A Partir do conceito de inconsciente coletivo de Jung; as raízes inconscientes estão plantadas em territórios de qualidade universal, principalmente quando nos referimos ao fenômeno psicóide, parcialmente material, parcialmente psíquico, uma mescla da psique e da matéria. Essa fonte psicóide refere-se ao substrato da vida.

As camadas mais profundas da psique perdem a sua singularidade individual à medida que aumentam a profundidade e a escuridão. Para baixo quer dizer que, aproximando-se dos sistemas funcionais autônomos, se tornam progressivamente mais coletivas até se universalizarem e desaparecerem na materialidade do corpo, isso é nas substancias químicas.

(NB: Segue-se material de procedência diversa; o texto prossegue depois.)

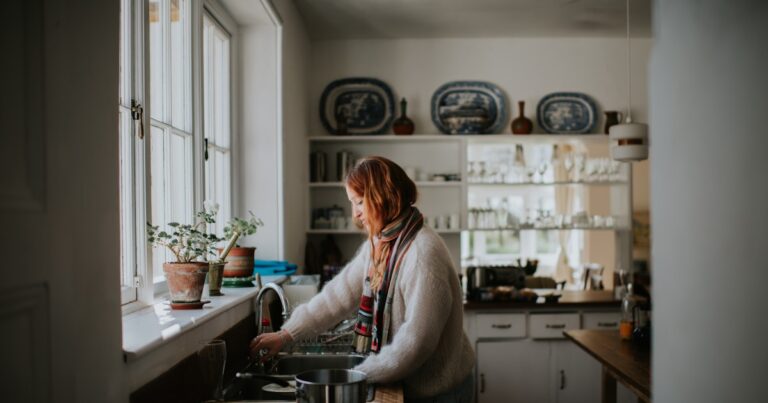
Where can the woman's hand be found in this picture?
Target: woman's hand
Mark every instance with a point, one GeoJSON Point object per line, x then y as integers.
{"type": "Point", "coordinates": [266, 345]}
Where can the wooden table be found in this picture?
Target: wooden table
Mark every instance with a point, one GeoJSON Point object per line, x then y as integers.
{"type": "Point", "coordinates": [621, 360]}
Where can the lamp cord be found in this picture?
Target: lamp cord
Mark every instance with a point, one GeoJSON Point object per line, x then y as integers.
{"type": "Point", "coordinates": [629, 74]}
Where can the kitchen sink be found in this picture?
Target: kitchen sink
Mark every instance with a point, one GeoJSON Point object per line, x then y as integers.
{"type": "Point", "coordinates": [296, 364]}
{"type": "Point", "coordinates": [252, 385]}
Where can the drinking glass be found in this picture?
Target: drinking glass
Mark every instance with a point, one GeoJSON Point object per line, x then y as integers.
{"type": "Point", "coordinates": [212, 358]}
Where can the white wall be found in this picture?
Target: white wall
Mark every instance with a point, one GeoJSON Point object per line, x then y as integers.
{"type": "Point", "coordinates": [295, 64]}
{"type": "Point", "coordinates": [258, 188]}
{"type": "Point", "coordinates": [709, 197]}
{"type": "Point", "coordinates": [526, 69]}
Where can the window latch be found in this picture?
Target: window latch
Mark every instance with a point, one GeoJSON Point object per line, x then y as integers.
{"type": "Point", "coordinates": [137, 114]}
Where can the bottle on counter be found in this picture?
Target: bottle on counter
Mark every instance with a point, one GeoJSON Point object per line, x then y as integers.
{"type": "Point", "coordinates": [628, 304]}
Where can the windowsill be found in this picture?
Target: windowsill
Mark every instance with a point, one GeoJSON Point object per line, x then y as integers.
{"type": "Point", "coordinates": [150, 327]}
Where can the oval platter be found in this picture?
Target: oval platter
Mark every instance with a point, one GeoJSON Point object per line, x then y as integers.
{"type": "Point", "coordinates": [367, 104]}
{"type": "Point", "coordinates": [469, 107]}
{"type": "Point", "coordinates": [567, 113]}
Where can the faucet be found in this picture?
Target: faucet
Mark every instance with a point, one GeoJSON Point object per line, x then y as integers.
{"type": "Point", "coordinates": [280, 295]}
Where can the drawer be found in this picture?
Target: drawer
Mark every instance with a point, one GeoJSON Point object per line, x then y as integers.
{"type": "Point", "coordinates": [602, 320]}
{"type": "Point", "coordinates": [552, 326]}
{"type": "Point", "coordinates": [503, 325]}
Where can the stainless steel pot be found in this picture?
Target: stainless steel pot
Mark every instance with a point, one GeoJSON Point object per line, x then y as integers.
{"type": "Point", "coordinates": [331, 386]}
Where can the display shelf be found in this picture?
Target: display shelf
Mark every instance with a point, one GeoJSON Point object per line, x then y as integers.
{"type": "Point", "coordinates": [546, 229]}
{"type": "Point", "coordinates": [418, 184]}
{"type": "Point", "coordinates": [360, 232]}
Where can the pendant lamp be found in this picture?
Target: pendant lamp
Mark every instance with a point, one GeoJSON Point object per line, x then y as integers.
{"type": "Point", "coordinates": [629, 140]}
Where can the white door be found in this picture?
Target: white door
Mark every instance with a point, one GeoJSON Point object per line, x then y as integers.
{"type": "Point", "coordinates": [514, 371]}
{"type": "Point", "coordinates": [60, 338]}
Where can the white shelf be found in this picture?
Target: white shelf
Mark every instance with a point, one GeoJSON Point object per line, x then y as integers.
{"type": "Point", "coordinates": [360, 232]}
{"type": "Point", "coordinates": [537, 138]}
{"type": "Point", "coordinates": [418, 184]}
{"type": "Point", "coordinates": [547, 229]}
{"type": "Point", "coordinates": [384, 137]}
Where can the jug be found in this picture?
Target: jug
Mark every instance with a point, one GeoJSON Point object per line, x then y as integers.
{"type": "Point", "coordinates": [612, 118]}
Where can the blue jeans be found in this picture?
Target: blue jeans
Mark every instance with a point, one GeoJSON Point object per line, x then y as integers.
{"type": "Point", "coordinates": [460, 394]}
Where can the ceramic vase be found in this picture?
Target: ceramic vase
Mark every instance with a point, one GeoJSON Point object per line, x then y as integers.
{"type": "Point", "coordinates": [612, 118]}
{"type": "Point", "coordinates": [185, 280]}
{"type": "Point", "coordinates": [239, 262]}
{"type": "Point", "coordinates": [403, 125]}
{"type": "Point", "coordinates": [521, 124]}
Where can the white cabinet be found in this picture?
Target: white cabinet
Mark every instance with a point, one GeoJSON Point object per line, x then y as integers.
{"type": "Point", "coordinates": [513, 371]}
{"type": "Point", "coordinates": [523, 357]}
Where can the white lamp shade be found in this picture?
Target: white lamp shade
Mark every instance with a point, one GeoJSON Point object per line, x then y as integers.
{"type": "Point", "coordinates": [629, 141]}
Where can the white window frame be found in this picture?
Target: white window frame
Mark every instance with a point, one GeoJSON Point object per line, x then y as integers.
{"type": "Point", "coordinates": [138, 289]}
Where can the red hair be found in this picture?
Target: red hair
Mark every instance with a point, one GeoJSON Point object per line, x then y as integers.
{"type": "Point", "coordinates": [387, 193]}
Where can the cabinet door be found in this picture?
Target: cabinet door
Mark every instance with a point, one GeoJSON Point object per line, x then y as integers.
{"type": "Point", "coordinates": [577, 374]}
{"type": "Point", "coordinates": [514, 371]}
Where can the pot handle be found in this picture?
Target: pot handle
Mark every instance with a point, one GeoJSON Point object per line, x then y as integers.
{"type": "Point", "coordinates": [301, 395]}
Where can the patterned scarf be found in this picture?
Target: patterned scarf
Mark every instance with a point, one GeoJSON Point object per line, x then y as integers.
{"type": "Point", "coordinates": [375, 312]}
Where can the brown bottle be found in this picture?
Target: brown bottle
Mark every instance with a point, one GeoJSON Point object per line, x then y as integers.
{"type": "Point", "coordinates": [403, 125]}
{"type": "Point", "coordinates": [521, 124]}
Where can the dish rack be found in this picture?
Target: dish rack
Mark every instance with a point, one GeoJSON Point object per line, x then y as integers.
{"type": "Point", "coordinates": [338, 340]}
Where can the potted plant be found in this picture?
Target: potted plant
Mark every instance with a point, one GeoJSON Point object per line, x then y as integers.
{"type": "Point", "coordinates": [189, 243]}
{"type": "Point", "coordinates": [239, 260]}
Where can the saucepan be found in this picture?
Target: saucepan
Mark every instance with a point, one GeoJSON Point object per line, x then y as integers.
{"type": "Point", "coordinates": [331, 386]}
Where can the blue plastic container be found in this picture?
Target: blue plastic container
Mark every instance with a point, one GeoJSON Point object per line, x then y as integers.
{"type": "Point", "coordinates": [274, 267]}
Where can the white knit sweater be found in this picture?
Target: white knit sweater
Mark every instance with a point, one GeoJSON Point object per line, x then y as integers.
{"type": "Point", "coordinates": [428, 349]}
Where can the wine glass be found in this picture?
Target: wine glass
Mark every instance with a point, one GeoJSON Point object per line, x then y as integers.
{"type": "Point", "coordinates": [212, 358]}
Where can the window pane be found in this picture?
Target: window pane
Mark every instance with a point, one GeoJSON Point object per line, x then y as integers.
{"type": "Point", "coordinates": [216, 117]}
{"type": "Point", "coordinates": [180, 65]}
{"type": "Point", "coordinates": [171, 185]}
{"type": "Point", "coordinates": [157, 59]}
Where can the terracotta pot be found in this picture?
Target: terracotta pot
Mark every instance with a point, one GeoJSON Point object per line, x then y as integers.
{"type": "Point", "coordinates": [215, 273]}
{"type": "Point", "coordinates": [185, 280]}
{"type": "Point", "coordinates": [239, 262]}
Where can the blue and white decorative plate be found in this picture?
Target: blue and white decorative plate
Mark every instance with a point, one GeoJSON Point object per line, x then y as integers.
{"type": "Point", "coordinates": [567, 113]}
{"type": "Point", "coordinates": [469, 107]}
{"type": "Point", "coordinates": [366, 104]}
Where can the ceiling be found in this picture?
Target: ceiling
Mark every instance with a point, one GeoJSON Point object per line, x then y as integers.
{"type": "Point", "coordinates": [388, 19]}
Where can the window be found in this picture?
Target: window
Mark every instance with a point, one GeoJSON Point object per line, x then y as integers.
{"type": "Point", "coordinates": [167, 136]}
{"type": "Point", "coordinates": [216, 116]}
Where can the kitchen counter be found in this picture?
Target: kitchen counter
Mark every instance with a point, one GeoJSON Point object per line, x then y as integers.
{"type": "Point", "coordinates": [622, 361]}
{"type": "Point", "coordinates": [569, 299]}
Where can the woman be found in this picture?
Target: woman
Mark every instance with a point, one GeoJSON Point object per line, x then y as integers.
{"type": "Point", "coordinates": [404, 288]}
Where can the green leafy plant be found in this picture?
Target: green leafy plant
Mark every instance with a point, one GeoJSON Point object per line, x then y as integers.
{"type": "Point", "coordinates": [188, 242]}
{"type": "Point", "coordinates": [237, 227]}
{"type": "Point", "coordinates": [240, 227]}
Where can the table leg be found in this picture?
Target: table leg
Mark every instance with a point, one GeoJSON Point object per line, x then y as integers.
{"type": "Point", "coordinates": [609, 387]}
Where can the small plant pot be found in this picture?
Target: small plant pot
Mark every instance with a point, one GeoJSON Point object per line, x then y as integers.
{"type": "Point", "coordinates": [185, 280]}
{"type": "Point", "coordinates": [215, 273]}
{"type": "Point", "coordinates": [239, 262]}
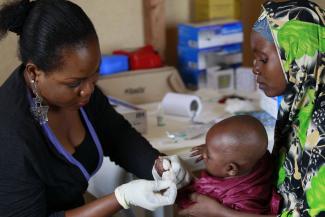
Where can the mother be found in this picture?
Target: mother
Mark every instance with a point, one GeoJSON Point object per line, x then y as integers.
{"type": "Point", "coordinates": [288, 42]}
{"type": "Point", "coordinates": [56, 125]}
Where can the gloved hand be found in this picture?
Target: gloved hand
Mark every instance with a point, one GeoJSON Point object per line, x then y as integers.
{"type": "Point", "coordinates": [173, 170]}
{"type": "Point", "coordinates": [147, 194]}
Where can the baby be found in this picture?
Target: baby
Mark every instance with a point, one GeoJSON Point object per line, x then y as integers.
{"type": "Point", "coordinates": [238, 168]}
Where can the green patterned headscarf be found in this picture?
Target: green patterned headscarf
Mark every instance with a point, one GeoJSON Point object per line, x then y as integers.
{"type": "Point", "coordinates": [298, 31]}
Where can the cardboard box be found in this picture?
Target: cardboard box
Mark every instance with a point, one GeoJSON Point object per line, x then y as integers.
{"type": "Point", "coordinates": [135, 115]}
{"type": "Point", "coordinates": [210, 34]}
{"type": "Point", "coordinates": [142, 86]}
{"type": "Point", "coordinates": [220, 79]}
{"type": "Point", "coordinates": [212, 9]}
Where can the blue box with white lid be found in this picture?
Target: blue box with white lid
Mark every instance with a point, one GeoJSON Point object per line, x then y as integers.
{"type": "Point", "coordinates": [111, 64]}
{"type": "Point", "coordinates": [204, 58]}
{"type": "Point", "coordinates": [210, 34]}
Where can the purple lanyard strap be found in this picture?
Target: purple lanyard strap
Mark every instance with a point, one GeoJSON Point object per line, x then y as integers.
{"type": "Point", "coordinates": [67, 155]}
{"type": "Point", "coordinates": [59, 147]}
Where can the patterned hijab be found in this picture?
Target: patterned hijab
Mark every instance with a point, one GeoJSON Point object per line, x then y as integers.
{"type": "Point", "coordinates": [298, 31]}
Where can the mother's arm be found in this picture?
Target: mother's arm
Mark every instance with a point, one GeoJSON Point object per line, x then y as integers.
{"type": "Point", "coordinates": [208, 207]}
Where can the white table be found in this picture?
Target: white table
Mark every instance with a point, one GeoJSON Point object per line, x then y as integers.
{"type": "Point", "coordinates": [110, 175]}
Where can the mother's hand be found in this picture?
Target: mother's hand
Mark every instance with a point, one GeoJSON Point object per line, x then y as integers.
{"type": "Point", "coordinates": [204, 206]}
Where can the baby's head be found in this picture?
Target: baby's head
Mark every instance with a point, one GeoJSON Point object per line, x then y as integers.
{"type": "Point", "coordinates": [234, 145]}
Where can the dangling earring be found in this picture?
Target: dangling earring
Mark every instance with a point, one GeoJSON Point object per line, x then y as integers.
{"type": "Point", "coordinates": [38, 110]}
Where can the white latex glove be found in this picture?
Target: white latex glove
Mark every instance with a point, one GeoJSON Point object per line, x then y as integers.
{"type": "Point", "coordinates": [146, 194]}
{"type": "Point", "coordinates": [174, 171]}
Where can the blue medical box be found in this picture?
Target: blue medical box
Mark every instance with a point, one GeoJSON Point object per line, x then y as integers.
{"type": "Point", "coordinates": [210, 34]}
{"type": "Point", "coordinates": [112, 64]}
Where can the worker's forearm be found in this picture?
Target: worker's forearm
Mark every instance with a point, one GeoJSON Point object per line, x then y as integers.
{"type": "Point", "coordinates": [102, 207]}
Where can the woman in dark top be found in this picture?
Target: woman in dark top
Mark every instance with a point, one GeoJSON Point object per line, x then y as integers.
{"type": "Point", "coordinates": [56, 125]}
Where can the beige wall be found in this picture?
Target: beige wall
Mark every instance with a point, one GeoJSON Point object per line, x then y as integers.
{"type": "Point", "coordinates": [119, 25]}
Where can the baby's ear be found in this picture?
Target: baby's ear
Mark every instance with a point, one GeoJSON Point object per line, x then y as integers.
{"type": "Point", "coordinates": [232, 169]}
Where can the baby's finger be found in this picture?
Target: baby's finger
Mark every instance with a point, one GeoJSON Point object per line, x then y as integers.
{"type": "Point", "coordinates": [199, 159]}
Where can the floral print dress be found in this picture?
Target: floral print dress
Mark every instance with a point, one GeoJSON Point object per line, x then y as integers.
{"type": "Point", "coordinates": [299, 35]}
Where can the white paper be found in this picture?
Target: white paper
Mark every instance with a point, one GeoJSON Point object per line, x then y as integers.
{"type": "Point", "coordinates": [181, 105]}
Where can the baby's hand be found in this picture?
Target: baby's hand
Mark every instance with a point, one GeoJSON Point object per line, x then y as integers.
{"type": "Point", "coordinates": [159, 166]}
{"type": "Point", "coordinates": [162, 165]}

O carbono do corpo é simplesmente carbono, portanto, no seu âmago, a psique é simplesmente mundo. (JAFFÉ, 1989. pg. 26 – O mito do significado).

Jung afirma em “A Natureza da Psique” que:

Como a psique e a matéria estão encerradas em um só e mesmo mundo, e, além disso, se acham permanentemente em contato entre si, e em última análise, se assentam em fatores transcendentes e irrepresentáveis, há não só a possibilidade, mas até mesmo uma certa probabilidade de que a matéria e a psique sejam dois aspectos diferentes de uma só e mesma coisa. Os fenômenos da sincronicidade, ao que me parece, apontam nessa direção, porque nos mostram que o não psíquico pode se comportar como o psíquico, e vice e versa, sem a presença de um nexo causal entre eles. (JUNG, #418, 1991).

Jung descreve o psicóide como um adjetivo que “é aplicável a qualquer tipo de arquétipo, expressando a conexão essencialmente desconhecida, mas passível de experiência, entre a psique e a matéria” (Jung APUD Sharp, 1997, p. 129).“Parece-me provável que a verdadeira natureza do arquétipo não possa ser levada à consciência, isto é, seja transcendente, motivo pelo qual eu a defino como psicóide. ” (Jung CW XI). Isto significa que os arquétipos são, em sua natureza, psicóides ― cunhados entre o psíquico e o orgânico em uma construção de interconexão.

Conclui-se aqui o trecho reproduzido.